Anger as Afghan students promised scholarships at UK universities have places withdrawn

Anger as Afghan students promised scholarships at UK universities have places withdrawn
Decision branded ‘morally wrong’, with warning that students will be Taliban targets

Afghan students promised scholarships at UK universities have had their places withdrawn, in a decision condemned by two former Conservative cabinet ministers.

The Foreign Office says the crisis in the country means the British Embassy is no longer able to process visas for the Chevening Scholarships programme – affecting about 35 students.

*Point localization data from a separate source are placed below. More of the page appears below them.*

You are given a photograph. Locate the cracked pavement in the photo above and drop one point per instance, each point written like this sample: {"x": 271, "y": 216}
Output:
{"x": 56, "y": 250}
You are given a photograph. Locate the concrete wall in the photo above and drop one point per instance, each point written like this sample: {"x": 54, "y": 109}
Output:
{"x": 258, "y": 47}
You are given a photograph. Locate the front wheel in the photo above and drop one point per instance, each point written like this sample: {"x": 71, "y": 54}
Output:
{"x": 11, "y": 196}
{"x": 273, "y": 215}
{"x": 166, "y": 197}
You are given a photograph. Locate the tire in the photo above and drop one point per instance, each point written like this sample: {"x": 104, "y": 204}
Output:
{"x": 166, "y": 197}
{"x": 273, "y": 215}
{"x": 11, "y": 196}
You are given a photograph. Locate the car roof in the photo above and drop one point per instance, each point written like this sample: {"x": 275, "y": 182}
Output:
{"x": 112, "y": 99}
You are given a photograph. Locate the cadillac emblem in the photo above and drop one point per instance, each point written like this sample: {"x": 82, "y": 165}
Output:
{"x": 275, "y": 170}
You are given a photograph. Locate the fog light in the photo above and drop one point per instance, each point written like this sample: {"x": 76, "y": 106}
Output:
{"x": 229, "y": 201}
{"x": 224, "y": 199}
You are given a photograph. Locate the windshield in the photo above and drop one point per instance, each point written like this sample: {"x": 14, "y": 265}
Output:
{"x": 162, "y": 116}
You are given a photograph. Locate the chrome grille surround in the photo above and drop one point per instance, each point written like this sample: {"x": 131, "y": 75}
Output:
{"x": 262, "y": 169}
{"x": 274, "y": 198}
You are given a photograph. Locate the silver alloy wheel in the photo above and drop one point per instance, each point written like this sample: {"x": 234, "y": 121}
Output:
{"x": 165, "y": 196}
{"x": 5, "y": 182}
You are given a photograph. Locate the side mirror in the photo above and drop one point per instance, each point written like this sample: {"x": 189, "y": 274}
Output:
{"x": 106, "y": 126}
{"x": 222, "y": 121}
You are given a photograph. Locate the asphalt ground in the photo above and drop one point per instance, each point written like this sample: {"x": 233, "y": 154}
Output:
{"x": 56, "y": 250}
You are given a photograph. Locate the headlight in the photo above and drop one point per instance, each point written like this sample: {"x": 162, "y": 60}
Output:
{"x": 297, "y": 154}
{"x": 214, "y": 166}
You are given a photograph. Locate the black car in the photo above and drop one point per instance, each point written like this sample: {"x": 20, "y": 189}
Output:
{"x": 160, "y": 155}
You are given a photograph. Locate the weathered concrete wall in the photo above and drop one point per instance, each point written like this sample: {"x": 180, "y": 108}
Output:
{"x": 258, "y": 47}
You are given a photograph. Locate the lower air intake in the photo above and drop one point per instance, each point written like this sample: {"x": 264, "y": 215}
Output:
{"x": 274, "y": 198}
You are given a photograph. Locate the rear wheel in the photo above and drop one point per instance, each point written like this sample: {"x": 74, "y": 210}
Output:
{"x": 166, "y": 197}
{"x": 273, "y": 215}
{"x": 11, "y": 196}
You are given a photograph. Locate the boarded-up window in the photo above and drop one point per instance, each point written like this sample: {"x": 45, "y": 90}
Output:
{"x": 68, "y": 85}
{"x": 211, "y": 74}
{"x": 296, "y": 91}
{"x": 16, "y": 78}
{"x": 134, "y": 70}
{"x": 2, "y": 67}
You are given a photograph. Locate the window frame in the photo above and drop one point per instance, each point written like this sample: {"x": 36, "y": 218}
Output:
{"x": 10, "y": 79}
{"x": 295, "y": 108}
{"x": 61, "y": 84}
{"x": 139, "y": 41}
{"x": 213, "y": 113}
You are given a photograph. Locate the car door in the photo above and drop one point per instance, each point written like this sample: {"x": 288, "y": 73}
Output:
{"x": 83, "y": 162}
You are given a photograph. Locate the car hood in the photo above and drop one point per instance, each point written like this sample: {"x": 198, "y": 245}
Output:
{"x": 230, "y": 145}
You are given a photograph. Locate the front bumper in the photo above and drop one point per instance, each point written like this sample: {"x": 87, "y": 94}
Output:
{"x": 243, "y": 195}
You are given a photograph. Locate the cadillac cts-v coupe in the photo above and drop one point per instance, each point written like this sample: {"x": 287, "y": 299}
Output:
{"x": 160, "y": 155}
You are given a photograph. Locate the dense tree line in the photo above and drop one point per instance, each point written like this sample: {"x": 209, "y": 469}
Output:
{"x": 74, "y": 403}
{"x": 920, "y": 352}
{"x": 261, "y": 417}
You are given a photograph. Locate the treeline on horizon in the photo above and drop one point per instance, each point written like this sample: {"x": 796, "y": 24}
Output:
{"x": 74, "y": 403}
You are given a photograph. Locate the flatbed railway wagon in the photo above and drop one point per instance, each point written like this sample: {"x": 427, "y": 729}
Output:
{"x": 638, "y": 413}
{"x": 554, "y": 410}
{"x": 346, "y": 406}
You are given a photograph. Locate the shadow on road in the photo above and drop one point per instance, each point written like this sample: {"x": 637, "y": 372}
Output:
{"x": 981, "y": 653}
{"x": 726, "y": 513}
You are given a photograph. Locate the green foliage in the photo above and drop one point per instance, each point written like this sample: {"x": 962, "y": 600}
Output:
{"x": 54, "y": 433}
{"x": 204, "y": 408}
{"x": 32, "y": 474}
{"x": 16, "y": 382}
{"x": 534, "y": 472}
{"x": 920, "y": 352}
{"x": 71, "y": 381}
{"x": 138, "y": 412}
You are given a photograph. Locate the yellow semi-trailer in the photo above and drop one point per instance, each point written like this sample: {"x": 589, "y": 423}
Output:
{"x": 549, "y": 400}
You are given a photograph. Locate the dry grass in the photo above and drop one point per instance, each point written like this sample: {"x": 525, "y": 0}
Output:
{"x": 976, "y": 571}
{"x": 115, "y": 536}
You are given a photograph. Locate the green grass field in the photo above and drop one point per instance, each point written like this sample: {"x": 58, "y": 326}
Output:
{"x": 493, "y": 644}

Rory Stewart, the former international development secretary, called the decision “deeply disappointing”, while David Lidington, the former de-facto deputy prime minister branded it “morally wrong”.

Mr Lidington called on Boris Johnson and Dominic Raab, the foreign secretary, to intervene, warning the students would be “at particular risk from the Taliban”.

The decision comes as the Afghan capital Kabul is on edge, with the Taliban closing in having captured the last major city in the North when Jalalabad fell without a struggle.

The US has begun evacuating staff from its embassy – and the UK government is reported to be about to withdraw its ambassador, ending its diplomatic presence.

A letter offers the scholars a deferral of their places until the autumn of 2022, insisting the Foreign Office is committed to “reinstating the programme as soon as possible”.

It reads: “Current circumstances mean that the British Embassy in Kabul is unable to administer the parts of the programme that must be done in Kabul in time for candidates to begin their courses this year.”

However, critics pointed out it was impossible to predict the situation in Afghanistan in one year’s time – and questioned why the paperwork could be completed in the UK.

The controversy comes as Afghans who worked for the British Council, or on British government projects, are in hiding and fearing for their lives, as those with Western links are targeted.

They say they have been excluded from the fast-track resettlement scheme for people who supported the UK mission in Afghanistan.

The government says there is no cap, and that it is open to Afghans who worked for the military or the embassy, but critics say the UK is lagging behind the US.

Mr Raab did agree earlier this month to include Afghans who worked for UK media outlets in the country, after fierce pressure.

One student on the prestigious Chevening programme told the BBC there are 35 Afghans affected and just under half are women.